• Nostalgic for my alma mater

    Alice Bustos-Orosa

    Alice Bustos-Orosa

    It was an invitation I could not say no to.

    After 25 years from my college graduation, I was invited back to my university alma mater for a conference. These days, the university campus has evolved from a few buildings that used to be located along the oval to a campus with more modern edifices meant to house new deg- ree programs.

    To be back in the university campus felt very familiar. Benitez Hall felt exactly like being in the company of an old childhood friend who saw you grow up.

    Walking through its corridors brought back memories of university days spent with college friends. I guess you never really forget every nook and cranny the campus has—from its one-way streets, to walking pathways that bring you from one end of the campus to the other.
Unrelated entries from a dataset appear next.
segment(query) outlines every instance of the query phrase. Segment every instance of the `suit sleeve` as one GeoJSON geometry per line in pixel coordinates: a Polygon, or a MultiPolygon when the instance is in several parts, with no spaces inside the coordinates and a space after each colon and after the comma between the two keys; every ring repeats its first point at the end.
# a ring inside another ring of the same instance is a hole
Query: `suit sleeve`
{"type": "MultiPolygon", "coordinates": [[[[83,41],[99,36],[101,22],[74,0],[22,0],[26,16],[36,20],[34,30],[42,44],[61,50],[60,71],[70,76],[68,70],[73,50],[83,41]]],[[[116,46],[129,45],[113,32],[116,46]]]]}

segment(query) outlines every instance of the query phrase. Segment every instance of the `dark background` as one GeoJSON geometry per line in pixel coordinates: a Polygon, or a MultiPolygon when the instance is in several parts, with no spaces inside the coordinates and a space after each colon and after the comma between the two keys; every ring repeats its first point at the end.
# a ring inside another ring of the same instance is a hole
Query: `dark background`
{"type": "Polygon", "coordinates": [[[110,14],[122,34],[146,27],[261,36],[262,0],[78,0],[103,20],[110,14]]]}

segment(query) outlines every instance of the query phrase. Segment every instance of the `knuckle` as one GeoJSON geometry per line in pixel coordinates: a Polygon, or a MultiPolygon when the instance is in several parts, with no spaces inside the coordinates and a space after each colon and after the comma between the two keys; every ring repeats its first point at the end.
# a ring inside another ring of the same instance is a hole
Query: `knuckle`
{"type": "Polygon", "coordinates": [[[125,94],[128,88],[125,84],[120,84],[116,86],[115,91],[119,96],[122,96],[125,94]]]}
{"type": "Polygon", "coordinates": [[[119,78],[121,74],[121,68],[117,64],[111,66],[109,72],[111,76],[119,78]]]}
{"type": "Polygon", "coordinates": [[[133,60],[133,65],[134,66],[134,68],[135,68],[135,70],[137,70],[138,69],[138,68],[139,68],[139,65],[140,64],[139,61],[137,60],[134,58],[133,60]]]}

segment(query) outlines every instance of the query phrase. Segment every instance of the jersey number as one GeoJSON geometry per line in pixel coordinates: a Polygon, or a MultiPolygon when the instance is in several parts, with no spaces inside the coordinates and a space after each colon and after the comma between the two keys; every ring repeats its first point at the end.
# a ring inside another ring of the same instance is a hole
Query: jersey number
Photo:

The corridors felt and looked exactly the same—with tall dark brown wooden doors and expansive lobby.

    Ironically, 20 years later it seemed as if time had not touched the old ceramic tiles and the marble columns that welcomed me back. Once again, I was reminded of the carefree college days and its simple joys—when life was uncomplicated and your only preoccupation was bumping into your college crush as you chased one class after another.

    Yet being back also felt different. Despite the nostalgia, the sense of longing to be back in its fold was lost on me. This absence of longing was what felt most ironic to me. For many years after graduation, I had regretted not pursuing a professional academic career in my alma mater. In my years close to graduation, it was a dream career path I considered for my future. But for the first time in a long while, I had not really thought about those choices.

    Strangely, even if the concrete building had barely been touched—painted over but not changed, I felt oddly out of place. The people were different. Or was I different? I thought that perhaps, older and more mature this time, things were simply not the same from two decades back. My perceptions of what I thought were opportunities I sought back then were not what I sought now.

    I’m often reminded of the Ecclesiastes proverb: “For everything there is a season, and a time for every matter under hea–ven.” I’m not quite certain if this is the perfect reminder that makes sense of how I felt. But for certain, as the years go by, there are places and people we cannot expect to remain the way they were. Or perhaps, as our priorities change and as other opportunities come, what seemed most important then is not what matters most later in life.

    I guess you can never go back to your youth—you need to move on and learn from the best memories of your youth or your past even. Perhaps it was fortuitous that being back did not bring with it a sense of longing or regret for not staying on. After all, we realize the wisdom of our life choices only when we look back on these later on.